Last week I talked about tax planning when income is the same or higher than usual. This week i'll focus on what to do when income is lower than normal. Why do anything if your taxes will already be low? Well, you may be able to save a lot of money in the long-run if you are thinking beyond this year. You may be able to take advantage of 0% or 15% rates instead of 28-39.5% in the future.
Step 1: Know your tax position: Sound familiar? see part 1 to familiarize yourself with this step.
Step 2: Take Action. If this year's income is low: There are options to shift some of your income or expenses, or roll over IRAs.
Shift income into the current year, and delay expenses - If you recognize income in December instead of January, you have changed your tax position. Likewise, you may be able to make a deductible expense payment in January instead of December.
Consider selling some of your appreciated stock - If you are married and make less than 72k, capital gains are now at 0%. This may be chance for you to recognize some of your gain. Rates may not be this low forever.
Sell IRAs or Roll IRAs into Roth IRAs - By rolling over your IRA into a Roth IRA, you will recognize income in the current year, but the money will not be taxed again. This is perhaps the easiest way to recognize income sooner.
I have a successful client who decided to take 2014 off and live in Paris. Without the day job, her income is way down, so she is rolling some of her IRA into a Roth IRA this year, taking advantage of the low rates.

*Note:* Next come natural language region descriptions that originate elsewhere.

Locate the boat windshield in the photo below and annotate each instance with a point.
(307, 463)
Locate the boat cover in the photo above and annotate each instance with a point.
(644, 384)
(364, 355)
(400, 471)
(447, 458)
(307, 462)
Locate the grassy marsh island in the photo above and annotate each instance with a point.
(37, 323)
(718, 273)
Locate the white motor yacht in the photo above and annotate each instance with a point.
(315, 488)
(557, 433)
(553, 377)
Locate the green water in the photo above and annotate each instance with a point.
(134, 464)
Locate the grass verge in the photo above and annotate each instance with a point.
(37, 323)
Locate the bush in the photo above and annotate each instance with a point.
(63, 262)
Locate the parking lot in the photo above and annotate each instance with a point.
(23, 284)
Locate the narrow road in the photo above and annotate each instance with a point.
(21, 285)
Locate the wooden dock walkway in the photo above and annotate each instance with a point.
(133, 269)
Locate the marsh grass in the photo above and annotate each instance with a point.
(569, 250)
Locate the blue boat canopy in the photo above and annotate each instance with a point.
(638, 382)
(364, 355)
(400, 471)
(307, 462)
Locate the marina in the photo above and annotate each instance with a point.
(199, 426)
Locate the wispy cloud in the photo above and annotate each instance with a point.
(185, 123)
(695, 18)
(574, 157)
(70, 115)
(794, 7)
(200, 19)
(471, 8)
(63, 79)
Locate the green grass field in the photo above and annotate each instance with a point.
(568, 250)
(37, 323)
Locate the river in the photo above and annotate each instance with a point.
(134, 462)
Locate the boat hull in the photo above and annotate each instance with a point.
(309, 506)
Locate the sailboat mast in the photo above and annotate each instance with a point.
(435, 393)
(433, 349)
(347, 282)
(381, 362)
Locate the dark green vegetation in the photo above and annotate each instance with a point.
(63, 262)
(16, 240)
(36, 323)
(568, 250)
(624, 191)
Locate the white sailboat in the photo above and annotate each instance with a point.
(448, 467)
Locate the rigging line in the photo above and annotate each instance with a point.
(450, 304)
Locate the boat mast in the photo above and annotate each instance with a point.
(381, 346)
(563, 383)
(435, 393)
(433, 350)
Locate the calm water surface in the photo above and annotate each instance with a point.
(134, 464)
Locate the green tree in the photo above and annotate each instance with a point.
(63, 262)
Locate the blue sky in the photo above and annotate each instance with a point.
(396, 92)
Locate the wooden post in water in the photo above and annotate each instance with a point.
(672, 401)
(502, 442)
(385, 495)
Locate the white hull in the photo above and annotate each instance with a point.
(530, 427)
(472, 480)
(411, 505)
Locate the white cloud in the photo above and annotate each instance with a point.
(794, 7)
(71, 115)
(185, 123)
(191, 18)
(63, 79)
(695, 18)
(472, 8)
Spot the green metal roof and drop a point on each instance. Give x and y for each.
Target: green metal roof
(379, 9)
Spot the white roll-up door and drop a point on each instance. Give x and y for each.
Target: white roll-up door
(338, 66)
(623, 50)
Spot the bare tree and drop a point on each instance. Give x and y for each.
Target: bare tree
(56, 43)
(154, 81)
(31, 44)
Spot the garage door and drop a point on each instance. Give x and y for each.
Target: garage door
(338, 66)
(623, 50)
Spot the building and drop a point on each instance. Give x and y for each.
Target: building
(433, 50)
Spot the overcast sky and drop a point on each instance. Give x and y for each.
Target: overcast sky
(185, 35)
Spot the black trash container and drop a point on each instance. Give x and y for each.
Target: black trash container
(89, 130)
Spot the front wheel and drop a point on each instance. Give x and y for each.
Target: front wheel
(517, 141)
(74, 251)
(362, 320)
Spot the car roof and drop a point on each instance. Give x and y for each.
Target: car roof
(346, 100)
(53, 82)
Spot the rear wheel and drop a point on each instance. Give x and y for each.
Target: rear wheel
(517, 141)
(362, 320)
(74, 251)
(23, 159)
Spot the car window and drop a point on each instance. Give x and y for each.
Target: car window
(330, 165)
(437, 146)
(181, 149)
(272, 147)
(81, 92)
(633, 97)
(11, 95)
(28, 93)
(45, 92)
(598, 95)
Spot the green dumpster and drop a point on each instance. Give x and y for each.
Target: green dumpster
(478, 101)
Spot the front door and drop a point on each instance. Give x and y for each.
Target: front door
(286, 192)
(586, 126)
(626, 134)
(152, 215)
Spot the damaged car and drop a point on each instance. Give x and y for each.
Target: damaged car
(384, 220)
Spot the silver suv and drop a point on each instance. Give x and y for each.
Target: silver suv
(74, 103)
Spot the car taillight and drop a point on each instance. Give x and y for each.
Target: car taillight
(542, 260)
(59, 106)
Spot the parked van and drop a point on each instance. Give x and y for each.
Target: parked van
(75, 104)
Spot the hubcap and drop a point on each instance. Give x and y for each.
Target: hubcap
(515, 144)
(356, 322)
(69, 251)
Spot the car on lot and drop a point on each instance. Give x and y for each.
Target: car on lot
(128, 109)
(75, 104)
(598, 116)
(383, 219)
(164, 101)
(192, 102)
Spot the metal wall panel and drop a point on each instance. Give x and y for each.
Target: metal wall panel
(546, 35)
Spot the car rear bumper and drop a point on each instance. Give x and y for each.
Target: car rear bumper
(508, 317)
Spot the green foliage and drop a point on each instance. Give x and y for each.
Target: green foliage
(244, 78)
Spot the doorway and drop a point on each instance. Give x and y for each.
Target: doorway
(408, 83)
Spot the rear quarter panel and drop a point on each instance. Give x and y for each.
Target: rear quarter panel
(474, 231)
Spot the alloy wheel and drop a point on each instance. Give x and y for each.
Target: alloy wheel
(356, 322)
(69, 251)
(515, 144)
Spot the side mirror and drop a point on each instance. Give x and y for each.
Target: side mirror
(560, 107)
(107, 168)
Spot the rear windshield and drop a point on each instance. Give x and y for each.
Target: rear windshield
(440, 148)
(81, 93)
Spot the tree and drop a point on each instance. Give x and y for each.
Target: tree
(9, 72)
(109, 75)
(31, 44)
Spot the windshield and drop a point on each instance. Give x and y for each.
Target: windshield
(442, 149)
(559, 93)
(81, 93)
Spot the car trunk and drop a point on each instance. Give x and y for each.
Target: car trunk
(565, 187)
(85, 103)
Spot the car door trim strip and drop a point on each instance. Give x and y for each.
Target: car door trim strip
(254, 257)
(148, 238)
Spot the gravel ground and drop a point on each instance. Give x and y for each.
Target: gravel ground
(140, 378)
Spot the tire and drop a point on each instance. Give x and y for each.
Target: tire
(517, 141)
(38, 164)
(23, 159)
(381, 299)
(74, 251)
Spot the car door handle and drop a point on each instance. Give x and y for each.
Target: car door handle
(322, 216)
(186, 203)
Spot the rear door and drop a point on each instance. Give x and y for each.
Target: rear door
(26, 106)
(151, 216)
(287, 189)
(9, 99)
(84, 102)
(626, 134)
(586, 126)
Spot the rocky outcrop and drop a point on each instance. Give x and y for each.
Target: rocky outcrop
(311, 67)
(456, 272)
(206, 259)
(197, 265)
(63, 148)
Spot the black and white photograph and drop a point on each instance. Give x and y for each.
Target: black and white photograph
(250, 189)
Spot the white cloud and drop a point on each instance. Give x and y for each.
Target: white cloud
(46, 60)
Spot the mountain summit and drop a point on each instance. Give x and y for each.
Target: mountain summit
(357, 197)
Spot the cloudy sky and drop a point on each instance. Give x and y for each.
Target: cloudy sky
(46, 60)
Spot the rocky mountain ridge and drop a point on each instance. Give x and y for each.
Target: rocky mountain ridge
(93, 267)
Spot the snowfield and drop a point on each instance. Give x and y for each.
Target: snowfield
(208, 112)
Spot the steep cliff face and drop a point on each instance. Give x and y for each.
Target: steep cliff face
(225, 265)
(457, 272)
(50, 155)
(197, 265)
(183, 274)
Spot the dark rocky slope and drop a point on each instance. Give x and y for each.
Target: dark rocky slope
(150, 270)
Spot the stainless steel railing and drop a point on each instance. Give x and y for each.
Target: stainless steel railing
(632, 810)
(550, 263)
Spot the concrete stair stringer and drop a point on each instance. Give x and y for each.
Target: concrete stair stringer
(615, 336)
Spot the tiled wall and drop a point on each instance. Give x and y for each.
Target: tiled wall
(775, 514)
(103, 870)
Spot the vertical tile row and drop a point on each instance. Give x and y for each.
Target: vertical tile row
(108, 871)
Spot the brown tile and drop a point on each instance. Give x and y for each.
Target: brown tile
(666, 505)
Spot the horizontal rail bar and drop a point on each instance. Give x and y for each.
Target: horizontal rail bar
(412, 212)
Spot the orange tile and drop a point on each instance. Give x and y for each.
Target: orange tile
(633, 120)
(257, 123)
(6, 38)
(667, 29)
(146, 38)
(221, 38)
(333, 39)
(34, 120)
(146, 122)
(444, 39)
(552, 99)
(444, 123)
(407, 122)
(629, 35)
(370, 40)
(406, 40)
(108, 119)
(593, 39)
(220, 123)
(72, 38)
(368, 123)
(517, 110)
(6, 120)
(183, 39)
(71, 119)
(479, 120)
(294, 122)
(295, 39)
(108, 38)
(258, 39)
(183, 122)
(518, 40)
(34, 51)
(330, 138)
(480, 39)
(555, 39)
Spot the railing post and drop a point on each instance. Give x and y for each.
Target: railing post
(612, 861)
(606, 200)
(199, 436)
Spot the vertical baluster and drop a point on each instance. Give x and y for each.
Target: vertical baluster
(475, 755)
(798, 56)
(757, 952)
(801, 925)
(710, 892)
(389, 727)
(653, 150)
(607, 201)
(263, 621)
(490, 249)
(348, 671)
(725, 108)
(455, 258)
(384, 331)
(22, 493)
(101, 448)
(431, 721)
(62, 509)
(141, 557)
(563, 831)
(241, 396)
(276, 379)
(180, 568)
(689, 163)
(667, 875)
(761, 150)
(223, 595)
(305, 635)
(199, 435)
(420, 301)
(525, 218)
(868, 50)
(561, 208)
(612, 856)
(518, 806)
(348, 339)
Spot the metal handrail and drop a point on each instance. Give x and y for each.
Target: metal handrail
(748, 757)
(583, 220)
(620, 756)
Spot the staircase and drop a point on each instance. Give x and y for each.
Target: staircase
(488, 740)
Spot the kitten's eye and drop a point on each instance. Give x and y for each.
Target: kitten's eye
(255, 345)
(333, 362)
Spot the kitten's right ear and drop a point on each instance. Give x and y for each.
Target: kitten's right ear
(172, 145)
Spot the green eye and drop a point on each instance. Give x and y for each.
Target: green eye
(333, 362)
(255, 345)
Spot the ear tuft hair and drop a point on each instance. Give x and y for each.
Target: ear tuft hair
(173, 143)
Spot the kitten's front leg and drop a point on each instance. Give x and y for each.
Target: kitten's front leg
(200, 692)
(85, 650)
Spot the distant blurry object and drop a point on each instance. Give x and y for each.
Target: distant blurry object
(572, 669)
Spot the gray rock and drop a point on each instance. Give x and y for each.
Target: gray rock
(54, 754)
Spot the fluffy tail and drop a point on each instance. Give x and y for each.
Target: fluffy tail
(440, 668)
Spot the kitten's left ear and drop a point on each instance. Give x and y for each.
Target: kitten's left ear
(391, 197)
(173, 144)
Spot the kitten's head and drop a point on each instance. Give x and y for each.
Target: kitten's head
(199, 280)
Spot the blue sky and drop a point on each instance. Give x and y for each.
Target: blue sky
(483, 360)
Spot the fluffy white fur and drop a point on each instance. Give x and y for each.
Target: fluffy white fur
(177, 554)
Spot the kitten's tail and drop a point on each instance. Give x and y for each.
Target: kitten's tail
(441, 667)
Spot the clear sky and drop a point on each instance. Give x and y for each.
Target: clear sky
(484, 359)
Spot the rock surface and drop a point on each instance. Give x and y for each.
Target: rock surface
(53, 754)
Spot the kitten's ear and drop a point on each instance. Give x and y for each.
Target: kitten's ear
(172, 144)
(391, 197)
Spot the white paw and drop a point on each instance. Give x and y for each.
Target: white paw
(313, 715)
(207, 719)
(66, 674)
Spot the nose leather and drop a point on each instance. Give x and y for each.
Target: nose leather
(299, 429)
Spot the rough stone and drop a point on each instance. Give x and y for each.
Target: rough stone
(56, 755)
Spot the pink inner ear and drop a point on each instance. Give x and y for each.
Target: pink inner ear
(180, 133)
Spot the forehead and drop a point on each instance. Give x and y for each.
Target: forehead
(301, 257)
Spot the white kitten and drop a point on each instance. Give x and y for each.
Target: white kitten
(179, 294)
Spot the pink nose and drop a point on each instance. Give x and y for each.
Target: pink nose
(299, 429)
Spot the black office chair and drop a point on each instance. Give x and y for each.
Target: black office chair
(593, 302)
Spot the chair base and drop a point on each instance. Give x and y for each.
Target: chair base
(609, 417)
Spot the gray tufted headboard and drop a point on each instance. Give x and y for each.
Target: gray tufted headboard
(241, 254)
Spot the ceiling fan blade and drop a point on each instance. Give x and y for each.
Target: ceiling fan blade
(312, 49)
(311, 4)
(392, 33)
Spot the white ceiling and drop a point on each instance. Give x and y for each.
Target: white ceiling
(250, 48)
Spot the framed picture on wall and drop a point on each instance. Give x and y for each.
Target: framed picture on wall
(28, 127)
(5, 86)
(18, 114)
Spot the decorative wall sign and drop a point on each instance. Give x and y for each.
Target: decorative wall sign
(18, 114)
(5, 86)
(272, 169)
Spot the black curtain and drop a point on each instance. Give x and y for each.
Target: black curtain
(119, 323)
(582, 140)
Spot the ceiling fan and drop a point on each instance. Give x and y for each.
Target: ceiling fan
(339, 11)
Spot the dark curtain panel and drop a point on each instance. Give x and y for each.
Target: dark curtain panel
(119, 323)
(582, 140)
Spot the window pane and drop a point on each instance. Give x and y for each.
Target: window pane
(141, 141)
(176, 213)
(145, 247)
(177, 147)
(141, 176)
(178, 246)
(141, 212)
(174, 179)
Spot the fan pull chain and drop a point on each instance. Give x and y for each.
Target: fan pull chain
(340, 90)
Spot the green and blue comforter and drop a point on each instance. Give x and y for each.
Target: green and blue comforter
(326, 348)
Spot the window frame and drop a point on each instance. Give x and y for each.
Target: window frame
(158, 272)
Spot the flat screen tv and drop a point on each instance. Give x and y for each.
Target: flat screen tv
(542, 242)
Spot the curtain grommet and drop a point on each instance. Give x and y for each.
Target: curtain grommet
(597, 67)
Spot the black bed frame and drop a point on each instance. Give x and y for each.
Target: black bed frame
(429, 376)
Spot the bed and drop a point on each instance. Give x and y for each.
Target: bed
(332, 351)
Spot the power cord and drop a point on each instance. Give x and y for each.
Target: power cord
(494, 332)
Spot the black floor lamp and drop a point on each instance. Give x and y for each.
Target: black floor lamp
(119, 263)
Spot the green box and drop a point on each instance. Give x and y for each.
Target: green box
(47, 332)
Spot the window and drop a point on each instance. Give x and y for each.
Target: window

Another client is elderly and in a nursing home, but with large IRAs. Rather than just taking out the required minimum amount, he is withdrawing larger amounts each year, so they can be taxed at his low rate. His children will inherit cash rather than an IRA being taxed at 28% to them.
Summary: Effective tax planning involves taking into account your current tax position, where you may be in the future, and possible changes you can make. Every tax situation is unique. The tax code is littered with limitation and exceptions, but these basic concepts will help over time. If you want to find out just how much you can save, talk to your tax specialist.